- Thenkarai Location in Tamil Nadu, India
- Coordinates: 10°56′51″N 76°50′33″E﻿ / ﻿10.94750°N 76.84250°E
- Country: India
- State: Tamil Nadu
- District: Coimbatore

Area
- • Total: 12 km^{2} (4.6 sq mi)

Population (2011)
- • Total: 7,349
- • Density: 610/km^{2} (1,600/sq mi)

Languages
- • Official: Tamil
- Time zone: UTC+5:30 (IST)

= Thenkarai, Coimbatore =

Thenkarai is a panchayat town in Perur taluk of Coimbatore district in the Indian state of Tamil Nadu. Located in the western part of the state, it is one of the 33 panchayat towns in the district. Spread across an area of 12 km2, it had a population of 7,349 individuals as per the 2011 census.

== Geography and administration ==
Thenkarai is located in Perur taluk in Coimbatore division of Coimbatore district in the Indian state of Tamil Nadu. It is one of the 33 panchayat towns in the district. Spread across an area of 12 km2, it is located in the western part of the state.

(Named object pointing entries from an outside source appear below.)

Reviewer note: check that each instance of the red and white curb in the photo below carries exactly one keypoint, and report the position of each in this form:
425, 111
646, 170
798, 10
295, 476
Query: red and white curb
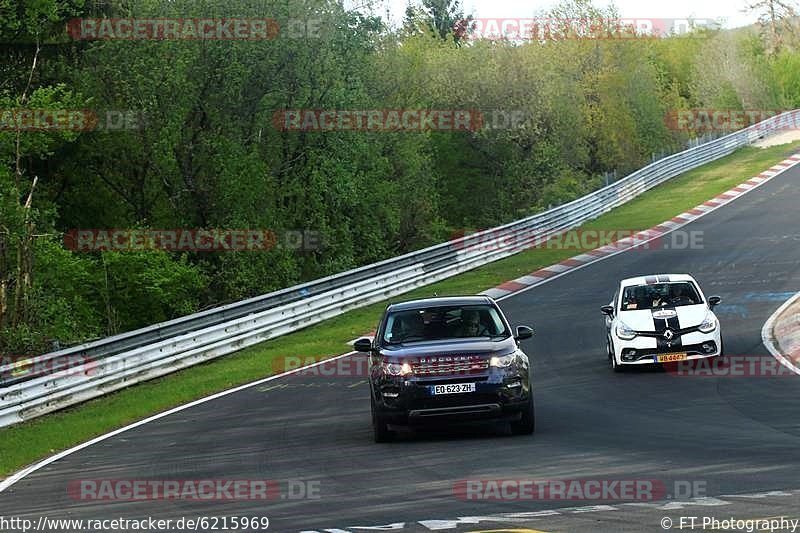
543, 274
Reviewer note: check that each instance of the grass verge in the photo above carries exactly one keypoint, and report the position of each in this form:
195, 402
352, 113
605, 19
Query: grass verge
25, 443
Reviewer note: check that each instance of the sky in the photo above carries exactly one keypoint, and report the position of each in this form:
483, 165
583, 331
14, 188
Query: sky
730, 12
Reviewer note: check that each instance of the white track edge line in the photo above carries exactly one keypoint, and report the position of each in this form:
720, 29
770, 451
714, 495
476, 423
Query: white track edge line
18, 476
769, 341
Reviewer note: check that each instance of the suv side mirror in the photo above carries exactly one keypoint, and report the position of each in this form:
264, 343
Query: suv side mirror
523, 332
363, 345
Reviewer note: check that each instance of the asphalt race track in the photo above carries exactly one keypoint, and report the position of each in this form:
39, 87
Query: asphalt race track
736, 438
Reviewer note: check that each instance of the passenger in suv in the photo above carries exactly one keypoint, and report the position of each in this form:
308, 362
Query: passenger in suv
448, 359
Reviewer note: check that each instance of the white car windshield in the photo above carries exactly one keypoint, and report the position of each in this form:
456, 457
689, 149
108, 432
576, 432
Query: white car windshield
658, 295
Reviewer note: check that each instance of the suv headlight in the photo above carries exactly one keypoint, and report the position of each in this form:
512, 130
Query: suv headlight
396, 369
709, 324
503, 361
624, 332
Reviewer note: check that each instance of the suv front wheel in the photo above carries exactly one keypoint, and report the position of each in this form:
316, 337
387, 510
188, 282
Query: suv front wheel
380, 429
527, 424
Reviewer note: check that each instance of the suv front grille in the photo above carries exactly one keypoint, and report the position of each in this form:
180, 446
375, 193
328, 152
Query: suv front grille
448, 365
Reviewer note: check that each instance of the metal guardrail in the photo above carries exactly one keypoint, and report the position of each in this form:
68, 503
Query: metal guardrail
122, 360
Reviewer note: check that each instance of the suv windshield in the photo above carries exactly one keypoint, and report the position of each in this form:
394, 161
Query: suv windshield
435, 323
660, 295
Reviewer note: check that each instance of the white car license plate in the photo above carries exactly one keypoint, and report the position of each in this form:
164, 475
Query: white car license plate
456, 388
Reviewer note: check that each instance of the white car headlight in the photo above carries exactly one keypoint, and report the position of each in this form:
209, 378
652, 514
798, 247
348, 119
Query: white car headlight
502, 362
624, 332
709, 324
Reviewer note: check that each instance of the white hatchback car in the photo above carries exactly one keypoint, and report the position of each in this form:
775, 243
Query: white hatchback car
661, 319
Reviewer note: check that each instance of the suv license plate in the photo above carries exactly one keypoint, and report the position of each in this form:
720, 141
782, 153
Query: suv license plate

The town panchayat is headed by a chairperson, who is elected by the members, who are chosen through direct elections. The town forms part of the Thondamuthur Assembly constituency that elects its member to the Tamil Nadu legislative assembly and the Pollachi Lok Sabha constituency that elects its member to the Parliament of India.

==Demographics==
As per the 2011 census, Thenkarai had a population of 7,349 individuals across 2,093 households. The population saw a marginal increase compared to the previous census in 2001 when 7,130 inhabitants were registered. The population consisted of 3,657 males	and 3,692 females. About 567 individuals were below the age of six years. About 13.8% of the population belonged to scheduled castes and 1% belonged to scheduled tribes. The entire population is classified as urban. The town has an average literacy rate of 64.8%.

About 57.7% of the eligible population were employed, of which majority were involved in agriculture and allied activities. Hinduism was the majority religion which was followed by 98.6% of the population, with Christianity (1.2%) and Islam (0.1%) being minor religions.